Contamination by fuel contaminants in the unsaturated zone exists in four phases: vapor in the pore spaces; sorbed to subsurface solids; dissolved in water; or as NAPL. The nature and extent of transport are determined by the interactions among contaminant transport properties (e.g., density, vapor pressure, viscosity, and hydrophobicity) and the subsurface environment (e.g., geology, aquifer mineralogy, and ground water hydrology). Most fuel-derived contaminants are less dense than water and can be detected as floating pools (LNAPLs) on the water table.

Typically, after a spill occurs, LNAPLs migrate vertically in the subsurface until residual saturation depletes the liquid or until the capillary fringe above the water table is reached. Some spreading of the bulk liquid occurs until pressure from the infiltrating liquid develops sufficiently to penetrate to the water table. The pressure of the infiltrating liquid pushes the spill below the surface of the water table. Bulk liquids less dense than water spread laterally and float on the surface of the water table, forming a mound that becomes compressed into a spreading lens.
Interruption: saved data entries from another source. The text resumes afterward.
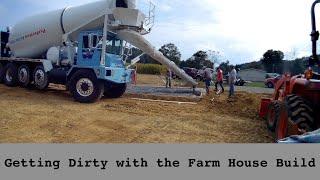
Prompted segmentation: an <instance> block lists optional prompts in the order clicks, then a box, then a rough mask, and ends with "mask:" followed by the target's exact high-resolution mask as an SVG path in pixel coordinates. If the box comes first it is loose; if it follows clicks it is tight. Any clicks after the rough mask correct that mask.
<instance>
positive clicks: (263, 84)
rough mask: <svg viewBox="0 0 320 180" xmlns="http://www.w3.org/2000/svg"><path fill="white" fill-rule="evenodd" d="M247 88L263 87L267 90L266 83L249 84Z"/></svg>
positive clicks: (262, 82) (251, 83) (261, 87)
mask: <svg viewBox="0 0 320 180" xmlns="http://www.w3.org/2000/svg"><path fill="white" fill-rule="evenodd" d="M246 86H248V87H261V88H265V87H266V85H265V84H264V82H252V83H247V84H246Z"/></svg>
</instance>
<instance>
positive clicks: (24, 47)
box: [0, 0, 197, 103]
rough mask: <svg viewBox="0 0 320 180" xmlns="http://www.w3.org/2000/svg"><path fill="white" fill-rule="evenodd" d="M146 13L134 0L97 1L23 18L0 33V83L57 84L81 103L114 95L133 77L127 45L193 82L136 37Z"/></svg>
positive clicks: (151, 48)
mask: <svg viewBox="0 0 320 180" xmlns="http://www.w3.org/2000/svg"><path fill="white" fill-rule="evenodd" d="M148 15H149V17H146V15H145V14H144V13H142V12H141V11H140V10H138V9H136V0H100V1H97V2H93V3H89V4H85V5H82V6H76V7H67V8H63V9H59V10H56V11H51V12H48V13H44V14H40V15H35V16H32V17H29V18H25V19H24V20H23V21H21V22H20V23H17V24H16V25H15V26H13V28H12V29H10V31H9V30H8V31H6V32H1V37H0V39H1V57H0V83H1V82H2V83H4V84H5V85H7V86H11V87H14V86H22V87H28V86H30V85H32V86H34V87H35V88H37V89H39V90H44V89H46V88H47V87H48V85H49V83H56V84H63V85H66V87H67V89H68V90H69V91H70V93H71V94H72V96H73V97H74V99H75V100H76V101H79V102H81V103H91V102H95V101H97V100H99V99H100V98H101V97H102V96H103V95H104V96H107V97H112V98H117V97H120V96H122V95H123V94H124V92H125V91H126V87H127V84H128V83H130V82H131V78H132V75H133V71H132V70H130V69H127V68H126V67H125V61H124V59H126V58H125V56H126V52H128V51H127V48H126V46H125V45H124V44H126V43H131V44H132V45H134V46H136V47H138V48H140V49H141V50H142V51H144V52H145V53H146V54H149V55H150V56H152V57H153V58H154V59H156V60H158V61H159V62H160V63H162V64H164V65H166V66H168V67H169V68H170V69H171V70H172V71H174V72H175V73H176V74H177V75H179V76H180V77H182V78H183V79H185V80H186V81H187V82H189V83H190V84H191V85H192V86H195V85H196V84H197V83H196V82H195V81H194V80H193V79H192V78H191V77H189V76H188V75H187V74H185V73H184V71H183V70H181V69H179V68H178V67H177V66H176V65H175V64H174V63H173V62H171V61H170V60H168V59H167V58H165V57H164V56H163V55H162V54H161V53H160V52H159V51H157V50H155V48H154V47H153V46H152V45H151V44H150V43H149V42H148V41H147V40H145V39H144V38H143V37H142V35H144V34H147V33H148V32H149V31H150V29H149V28H148V26H150V24H151V23H150V22H153V20H152V19H150V18H153V17H154V16H153V15H152V12H149V13H148Z"/></svg>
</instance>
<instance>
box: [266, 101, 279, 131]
mask: <svg viewBox="0 0 320 180" xmlns="http://www.w3.org/2000/svg"><path fill="white" fill-rule="evenodd" d="M280 111H281V104H280V101H273V102H271V103H270V105H269V107H268V113H267V127H268V129H269V131H271V132H275V129H276V126H277V122H278V118H279V117H280Z"/></svg>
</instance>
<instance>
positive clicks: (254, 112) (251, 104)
mask: <svg viewBox="0 0 320 180" xmlns="http://www.w3.org/2000/svg"><path fill="white" fill-rule="evenodd" d="M269 96H270V95H263V94H250V93H245V92H238V93H237V94H236V96H235V97H234V98H230V99H229V98H228V96H227V93H224V94H222V95H216V94H211V95H209V96H207V97H205V99H204V101H203V103H205V105H206V106H207V107H209V109H211V110H212V111H215V112H217V113H222V114H229V115H234V116H236V117H245V118H250V119H259V116H258V112H259V107H260V101H261V98H262V97H269Z"/></svg>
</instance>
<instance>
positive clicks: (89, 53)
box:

As the plume of dissolved constituents moves away from the floating bulk liquid, interactions with the soil particles affect dissolved concentrations. Compounds more attracted to the aquifer material move at a slower rate than the ground water and are found closer to the source; compounds less attracted to the soil particles move most rapidly and are found in the leading edge of a contaminant plume.

More volatile LNAPL compounds readily partition into the air phase. A soil gas sample collected from an area contaminated by vapor-phase transport typically contains relatively greater concentrations of the more volatile compounds than one contaminated by ground water transport. Vapor-phase transport can be followed by subsequent dissolution in ground water. Alternatively, aqueous-phase contaminants with high Henry's law constants can be expected to volatilize into the pore spaces.

For compounds with vapor densities greater than air, density-driven flow of the vapor plume may occur as a result of gas density gradients. Toluene, ethylbenzene, xylenes and naphthalene are less dense than water and unlikely to move by density-driven flow. However, they may be capable of diffusive transport, causing vapor plumes to move away from residual saturation in the unsaturated zone. Residual saturation is the portion of the liquid contaminant that remains in the pore spaces as a result of capillary attraction after the NAPL moves through the soil. Volatilization from contaminated ground water also may produce a vapor plume of compounds with high vapor pressures and high aqueous solubilities. Dissolution of contaminants from residual saturation, or bulk liquid, into water may occur in either the unsaturated or saturated portions of the subsurface with the contamination then moving with the water. Because the solubility of fuels is relatively low, contaminant dissolution from NAPL under laminar flow conditions typical of aquifers is mass-transfer limited, requiring decades for dissolution and producing a dilute wastestream of massive volume.